You’re looking online for homes as you do every morning with your cup of coffee and the kids (hopefully) still sleeping when an amazing Victorian home pops up on your radar. It’s PERFECT and at an AMAZING price! Sure it needs some work, but I’m okay with that! I call my agent to schedule a showing and he tells me he Can’t. Show. It. Why?

It doesn’t look to be in that bad of condition, I’m approved for well over the price and it’s in a great neighborhood. I don’t get it. My Realtor® tells me it’s a Foreclosed Home. But what does that mean? It doesn’t look any different from the other homes on Zillow or Redfin?

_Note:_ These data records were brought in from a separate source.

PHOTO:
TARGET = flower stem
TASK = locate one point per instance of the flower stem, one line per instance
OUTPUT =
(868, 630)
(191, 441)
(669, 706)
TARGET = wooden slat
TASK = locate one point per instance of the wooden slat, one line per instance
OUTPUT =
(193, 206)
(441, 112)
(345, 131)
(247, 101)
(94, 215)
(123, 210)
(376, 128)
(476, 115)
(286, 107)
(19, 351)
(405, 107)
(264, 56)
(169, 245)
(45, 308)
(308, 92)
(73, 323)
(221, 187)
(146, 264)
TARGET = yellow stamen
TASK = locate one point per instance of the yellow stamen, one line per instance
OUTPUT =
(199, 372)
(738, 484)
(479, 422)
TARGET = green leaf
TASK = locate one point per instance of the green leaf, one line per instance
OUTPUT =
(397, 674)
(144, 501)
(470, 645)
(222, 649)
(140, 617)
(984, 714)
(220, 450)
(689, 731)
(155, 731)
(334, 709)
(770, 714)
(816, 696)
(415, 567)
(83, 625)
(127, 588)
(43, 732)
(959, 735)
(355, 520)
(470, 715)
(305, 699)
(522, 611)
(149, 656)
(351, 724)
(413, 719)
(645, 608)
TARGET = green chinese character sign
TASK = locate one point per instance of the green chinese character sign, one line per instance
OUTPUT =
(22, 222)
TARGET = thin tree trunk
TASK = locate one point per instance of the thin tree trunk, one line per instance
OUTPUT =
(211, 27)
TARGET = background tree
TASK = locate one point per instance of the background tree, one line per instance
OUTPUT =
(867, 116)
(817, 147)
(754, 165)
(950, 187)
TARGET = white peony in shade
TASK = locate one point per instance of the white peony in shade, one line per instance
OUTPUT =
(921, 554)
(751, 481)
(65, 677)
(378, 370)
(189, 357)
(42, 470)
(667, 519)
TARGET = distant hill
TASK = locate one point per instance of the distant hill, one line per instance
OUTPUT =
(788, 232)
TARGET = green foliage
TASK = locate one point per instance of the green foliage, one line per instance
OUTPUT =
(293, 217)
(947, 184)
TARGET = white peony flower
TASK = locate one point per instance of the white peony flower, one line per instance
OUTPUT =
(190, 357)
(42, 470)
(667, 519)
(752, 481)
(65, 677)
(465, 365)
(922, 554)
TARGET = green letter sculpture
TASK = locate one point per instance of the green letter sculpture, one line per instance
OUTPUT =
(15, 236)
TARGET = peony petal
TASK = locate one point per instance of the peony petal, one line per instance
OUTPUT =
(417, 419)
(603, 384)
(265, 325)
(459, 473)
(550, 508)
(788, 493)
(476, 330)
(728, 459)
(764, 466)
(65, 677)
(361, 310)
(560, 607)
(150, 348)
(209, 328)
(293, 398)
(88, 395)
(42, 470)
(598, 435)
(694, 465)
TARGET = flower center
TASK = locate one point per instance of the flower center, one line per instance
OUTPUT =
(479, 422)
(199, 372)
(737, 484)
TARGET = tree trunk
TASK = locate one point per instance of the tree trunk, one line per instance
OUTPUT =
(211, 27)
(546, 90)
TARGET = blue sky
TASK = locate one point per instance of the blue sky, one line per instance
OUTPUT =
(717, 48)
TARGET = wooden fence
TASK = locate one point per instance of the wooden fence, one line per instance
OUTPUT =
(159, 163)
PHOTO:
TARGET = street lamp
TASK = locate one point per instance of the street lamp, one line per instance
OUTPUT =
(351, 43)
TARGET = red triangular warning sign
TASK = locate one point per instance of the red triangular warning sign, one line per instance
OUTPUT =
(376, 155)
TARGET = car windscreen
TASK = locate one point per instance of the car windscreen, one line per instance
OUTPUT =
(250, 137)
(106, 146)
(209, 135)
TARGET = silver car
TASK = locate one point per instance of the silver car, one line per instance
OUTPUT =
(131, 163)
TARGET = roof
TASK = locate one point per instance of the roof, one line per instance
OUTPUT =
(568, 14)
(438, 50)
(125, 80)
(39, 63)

Foreclosed homes are for the most part cash only. They are homes that belong to the Bank. Sometimes called REO (Real Estate Owned), these homes were at one time owned by a private person. For one reason or another, they lost their home to the bank that gave them the loan to buy it because they stopped making payments. First, that home’s in pre-foreclosure, meaning the payments are behind and the bank is gearing up to foreclose (and take back) the property.

Shortly thereafter, the home enters the foreclosure process and eventually the bank takes back possession. You might see on Zillow statuses like pre-foreclosure and foreclosure. That’s what these mean. The final leg of the process – at least in today’s world in our market – has the bank listing it with a local foreclosure agent as an REO listing.

REO listings are usually great deals. They’re cheaper than their counterparts and for good reason. They often have one or all of these issues: rotted wood, damaged/missing siding, peeling exterior paint, non-working utilities, missing fixtures, bad roofs, and more.

All of the above issues, taken together or considered separately, often make a foreclosed home un-financeable. Sometimes banks will consider what is called a rehab loan. Rehab loans are a lot like conventional loans with the twist that the buyer can obtain bids (by licensed contractors only, not family or DYI) to complete work that would otherwise prevent a bank from lending on the home. Note above list for work often completed.

Most banks (selling REO homes) do not want to deal with anything other than CASH offers. They don’t want to turn on the utilities and they aren’t going to make any repairs. That forces the house into a cash-only status and prevents very willing folks from using their pre-approvals for FHA/USDA/VA loans to buy the home.

Hint: Check the potential terms section hidden in the description and it will tell you if it is cash out or meets your loan type.

This is the thought process and experience your Realtor® is relying on to guide you away from this new, awesome Victorian foreclosure. It’s not that the Realtor® doesn’t want you to buy it – heck, that’s how they make a living! It’s that there is no actual ability to buy it, and therefore the Realtor® is saving your time and heartache by not showing it to you.